Terörist başı Gülen ise; Ekim 1991’de Sızıntı Dergisindeki yazısında şöyle diyordu: “Acaba bu Kutlu Doğum’u daha içten ve daha ciddi olarak değerlendiremez miyiz? Hazreti İsa ile alakalı günler, halkı Hristiyan olsun-olmasın, hemen her ülkede âdeta neşe, sevinç kıyametleriyle kutlanır; Her tarafa O’nun adına tebrikler, hediyeler yağar. Dört bir yan kandillerle süslenir, çarşı-pazar renklerle-ışıklarla kahkaha atar.”

FETÖ, peygamberimizin doğum gününü, mensup olduğu Evangelist inancı gereği kutlamak ve içini boşaltmak niyetindeydi. Üstelik Kutlu Doğum haftasının son günü terörist Gülen’in doğum tarihi ile de çakışıyordu. Yani yapılan bu kutlamaların görünen yüzü dışında perde arkasında planlananlar başkaydı.

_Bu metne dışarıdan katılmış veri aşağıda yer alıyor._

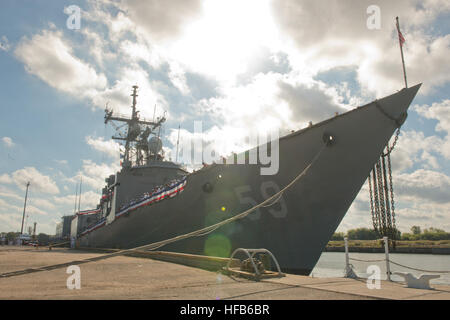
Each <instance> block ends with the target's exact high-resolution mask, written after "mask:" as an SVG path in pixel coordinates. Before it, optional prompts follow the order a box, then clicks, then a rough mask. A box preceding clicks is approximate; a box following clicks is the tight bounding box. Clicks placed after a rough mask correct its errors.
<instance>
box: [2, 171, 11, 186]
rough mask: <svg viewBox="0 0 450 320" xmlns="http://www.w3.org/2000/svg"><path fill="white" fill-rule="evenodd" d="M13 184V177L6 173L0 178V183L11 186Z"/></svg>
mask: <svg viewBox="0 0 450 320" xmlns="http://www.w3.org/2000/svg"><path fill="white" fill-rule="evenodd" d="M13 182H14V181H13V179H11V177H10V176H9V175H8V174H7V173H4V174H2V175H1V176H0V183H4V184H10V183H13Z"/></svg>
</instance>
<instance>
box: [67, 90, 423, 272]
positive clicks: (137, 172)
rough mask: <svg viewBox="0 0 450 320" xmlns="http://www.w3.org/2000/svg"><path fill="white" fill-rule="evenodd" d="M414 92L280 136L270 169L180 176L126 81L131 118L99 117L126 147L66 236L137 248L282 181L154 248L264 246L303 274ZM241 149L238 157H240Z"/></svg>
mask: <svg viewBox="0 0 450 320" xmlns="http://www.w3.org/2000/svg"><path fill="white" fill-rule="evenodd" d="M419 88H420V84H418V85H415V86H413V87H410V88H404V89H402V90H400V91H398V92H397V93H394V94H392V95H390V96H387V97H384V98H382V99H377V100H375V101H373V102H371V103H369V104H366V105H364V106H360V107H357V108H355V109H353V110H351V111H348V112H346V113H343V114H339V115H338V114H336V115H335V116H333V117H332V118H330V119H328V120H325V121H322V122H320V123H317V124H314V125H312V124H311V125H310V126H309V127H306V128H304V129H301V130H299V131H295V132H292V133H290V134H288V135H286V136H283V137H280V139H279V141H278V151H279V168H278V172H277V173H276V174H273V175H261V169H262V168H264V167H266V165H263V164H260V163H261V161H258V162H257V163H256V164H250V163H248V161H247V163H246V164H240V165H236V164H228V162H227V163H214V164H212V165H208V166H205V167H203V168H202V169H200V170H197V171H194V172H188V171H186V170H185V169H184V168H183V166H182V165H180V164H178V163H176V161H175V162H172V161H167V160H165V159H164V156H163V152H162V148H161V139H160V137H159V134H160V128H161V124H162V123H163V122H164V121H165V118H164V117H161V118H158V119H157V120H156V121H148V120H145V119H141V118H140V116H139V111H137V110H136V97H137V91H136V90H137V86H134V87H133V93H132V97H133V104H132V112H131V116H128V117H126V116H120V115H117V114H114V113H113V111H111V110H109V109H106V110H105V123H108V122H114V121H116V122H117V121H120V122H123V123H124V124H126V129H127V130H126V132H123V133H122V134H118V135H117V136H114V137H113V139H118V140H122V141H123V143H124V144H125V153H124V157H123V162H122V168H121V170H120V171H119V172H117V173H115V174H112V175H111V176H110V177H108V178H107V179H106V186H105V188H104V189H103V194H102V197H101V199H100V201H99V205H98V206H97V208H96V209H93V210H91V211H86V212H81V213H80V214H78V215H77V216H76V217H75V219H74V220H73V222H72V236H73V237H76V244H77V246H80V247H99V248H121V249H128V248H136V247H139V246H144V245H146V244H151V243H156V242H160V241H164V240H166V239H171V238H174V237H177V236H179V235H184V234H188V233H191V232H193V231H195V230H199V229H202V228H205V227H208V226H213V225H215V224H216V223H219V222H221V221H225V220H227V219H229V218H230V217H233V216H236V215H238V214H240V213H242V212H244V211H246V210H248V209H250V208H254V207H255V206H257V205H258V204H260V203H262V202H264V201H265V200H266V199H268V198H270V197H271V196H273V195H274V194H277V193H279V191H280V190H283V189H284V188H285V187H286V186H289V188H288V189H286V190H285V191H284V192H283V193H280V195H279V197H277V199H275V200H274V201H272V202H271V203H270V204H268V205H265V206H260V207H258V208H257V209H255V210H254V211H253V212H251V213H250V214H248V215H247V216H246V217H245V218H242V219H237V220H234V221H231V222H230V223H227V224H225V225H223V226H221V227H220V228H217V229H215V230H213V231H212V232H210V233H207V234H204V235H202V236H196V237H189V238H185V239H183V240H180V241H176V242H173V243H170V244H167V245H165V246H163V247H162V248H161V249H162V250H165V251H173V252H183V253H191V254H201V255H211V256H222V257H229V256H230V254H231V253H232V252H233V250H235V249H236V248H265V249H268V250H270V251H271V252H272V253H273V254H274V255H275V257H276V258H277V260H278V262H279V264H280V266H281V269H282V270H283V271H284V272H289V273H295V274H302V275H308V274H309V273H310V272H311V270H312V269H313V268H314V266H315V264H316V263H317V261H318V259H319V258H320V255H321V253H322V251H323V249H324V248H325V246H326V244H327V243H328V241H329V239H330V238H331V236H332V235H333V233H334V232H335V230H336V228H337V227H338V226H339V224H340V222H341V220H342V219H343V218H344V216H345V214H346V212H347V210H348V209H349V207H350V205H351V204H352V202H353V200H354V199H355V197H356V196H357V194H358V192H359V191H360V189H361V187H362V185H363V184H364V182H365V181H366V179H367V177H368V175H369V172H370V171H371V170H372V168H373V167H374V164H375V163H376V162H377V160H378V159H379V158H380V155H381V154H382V152H383V149H384V148H385V147H386V145H387V144H388V143H389V140H390V138H391V137H392V135H393V133H394V132H395V130H396V129H397V128H399V127H400V126H401V125H402V124H403V123H404V121H405V120H406V118H407V109H408V107H409V106H410V104H411V102H412V100H413V99H414V97H415V95H416V93H417V91H418V90H419ZM269 144H270V143H269ZM261 147H263V146H262V145H260V146H258V147H257V149H258V148H261ZM250 151H251V150H249V151H247V152H246V154H245V153H244V158H245V159H247V160H248V153H249V152H250ZM241 155H242V154H241ZM245 155H247V157H245ZM238 156H239V155H238ZM300 173H302V175H301V178H300V179H298V180H297V178H298V176H299V174H300ZM88 220H89V221H88Z"/></svg>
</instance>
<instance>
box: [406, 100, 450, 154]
mask: <svg viewBox="0 0 450 320" xmlns="http://www.w3.org/2000/svg"><path fill="white" fill-rule="evenodd" d="M413 110H415V111H416V112H417V113H418V114H419V115H421V116H422V117H425V118H427V119H433V120H437V122H438V123H437V125H436V128H435V130H436V131H438V132H445V133H447V135H446V136H445V138H444V139H441V143H440V144H438V145H436V146H435V147H436V148H438V151H439V152H440V153H441V154H442V155H443V156H444V157H445V158H446V159H450V100H449V99H446V100H443V101H441V102H435V103H433V104H432V105H431V106H428V105H422V106H414V107H413ZM437 139H438V138H437V137H435V140H437Z"/></svg>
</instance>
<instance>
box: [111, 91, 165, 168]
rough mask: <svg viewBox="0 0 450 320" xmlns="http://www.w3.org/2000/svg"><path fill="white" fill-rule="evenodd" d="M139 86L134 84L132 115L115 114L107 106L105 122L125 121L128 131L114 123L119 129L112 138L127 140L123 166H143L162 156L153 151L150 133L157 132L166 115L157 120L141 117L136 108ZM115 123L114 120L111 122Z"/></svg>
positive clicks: (112, 136)
mask: <svg viewBox="0 0 450 320" xmlns="http://www.w3.org/2000/svg"><path fill="white" fill-rule="evenodd" d="M137 89H138V86H136V85H135V86H133V93H132V94H131V96H132V97H133V104H132V106H131V117H127V116H124V115H119V114H114V113H113V111H112V110H110V109H108V108H105V124H106V123H108V122H111V121H118V122H123V123H124V125H126V128H127V130H126V132H122V131H121V130H120V129H121V126H116V125H113V126H114V128H115V129H116V131H117V135H116V136H112V139H115V140H121V141H124V142H125V151H124V160H123V163H122V166H123V167H131V166H142V165H145V164H146V163H147V162H148V161H149V160H151V159H155V160H156V159H159V158H162V156H161V155H159V154H158V152H156V153H153V152H151V150H149V147H148V137H149V135H150V134H155V133H154V132H155V130H156V129H157V128H160V127H161V125H162V123H163V122H165V121H166V118H165V117H164V116H162V117H158V118H157V119H156V122H155V121H154V120H153V121H149V120H146V119H141V118H140V117H139V111H137V110H136V104H137V101H136V98H137V97H138V94H137ZM111 123H113V122H111Z"/></svg>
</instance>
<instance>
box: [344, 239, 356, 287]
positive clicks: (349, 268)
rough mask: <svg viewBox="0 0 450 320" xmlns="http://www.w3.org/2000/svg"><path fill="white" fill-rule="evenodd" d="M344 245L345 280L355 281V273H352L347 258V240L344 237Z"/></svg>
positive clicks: (351, 271)
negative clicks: (344, 246)
mask: <svg viewBox="0 0 450 320" xmlns="http://www.w3.org/2000/svg"><path fill="white" fill-rule="evenodd" d="M344 244H345V278H352V279H356V278H357V276H356V274H355V272H354V271H353V269H352V267H351V266H350V262H349V261H350V258H349V256H348V238H347V237H344Z"/></svg>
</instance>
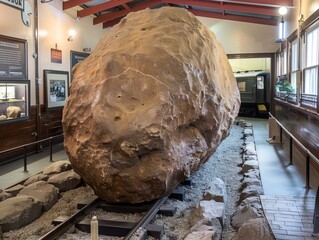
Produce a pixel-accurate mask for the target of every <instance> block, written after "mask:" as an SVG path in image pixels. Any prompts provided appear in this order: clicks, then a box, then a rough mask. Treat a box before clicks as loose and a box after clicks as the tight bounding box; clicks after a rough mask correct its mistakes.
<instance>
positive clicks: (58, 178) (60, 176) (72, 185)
mask: <svg viewBox="0 0 319 240" xmlns="http://www.w3.org/2000/svg"><path fill="white" fill-rule="evenodd" d="M48 183H50V184H52V185H54V186H55V187H57V188H58V189H59V191H60V192H65V191H69V190H72V189H75V188H77V187H78V186H79V185H80V183H81V177H80V175H79V174H77V173H75V172H74V171H73V170H70V171H66V172H61V173H59V174H54V175H53V176H51V177H50V178H49V179H48Z"/></svg>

Bereket versin, geç de olsa bundan vazgeçildi. Yönetmelikte yer alan tüm “Kutlu Doğum” ibareleri “Mevlid-i Nebi” şeklinde değiştirildi.

Ne var ki, üzerinden 17-25 Aralık ve 15 Temmuz geçmesine rağmen kutlanan Kutlu Doğum ancak bu yıl tam vaktinde kutlanacak ve idrak edilecek. Edilebilecek mi?

Umarım idrak edilir. Ve umarım peygamberimizin bize bıraktığı miras, düşünce geleneği, sünneti, hadisleri, örnek davranışları, ahlakı bize kılavuzluk eder.

Peygamberimize; “İnsanların en hayırlısı kimdir?” diye sordular. “Kalbi mahmûm olan herkes” diye cevap verdi. Mahmûm: Kin, hile ve hasedden temiz olan kalp demektir. Kalbi kinden, nefretten arınan, cahiliye gururu ile övünmeyen, hepimizin Âdem’in çocukları olduğunu, Âdem’in de topraktan yaratıldığını bilen, idrak eden ve bu düsturla hareket etmemizi öğütleyen ahlak sahibi bir peygamberimiz var.

O, Âdem ile başlayan Tevhid dininin esaslarını, Allah’tan aldığı vahiyle, yeryüzündeki tüm insanlara aktaran ve bu anlamda insanlığa muazzam bir miras bırakan peygamberdi.

Aynı rüyanın, aşkın, düşüncenin, ahlakın, inancın mahsulü olduğumuz peygamberimizi nedense insanüstü bir varlık haline getirdik ve onu ulaşılmaz kıldık. Bu yüzden de onu bir türlü anlayamıyoruz. Kendimizden uzaklaştırıyoruz. 

Daha da kötüsü, makam, mevki, iktidar uğruna onu ideolojik bir malzeme haline getirdik. "Güçsüzün incindiği ve hakkını alamadığı bir toplum yücelemez” diyordu peygamberimiz. Yaşantımızda buna dikkat ediyor muyuz?

Kısacası; yanı başında komşusu aç iken, yiyecek bir lokma ekmek dahi bulamazken kendisi Mevlid-i Nebi Haftası’nda nutuk atan, dava türküsü söyleyen artık bizden değildir.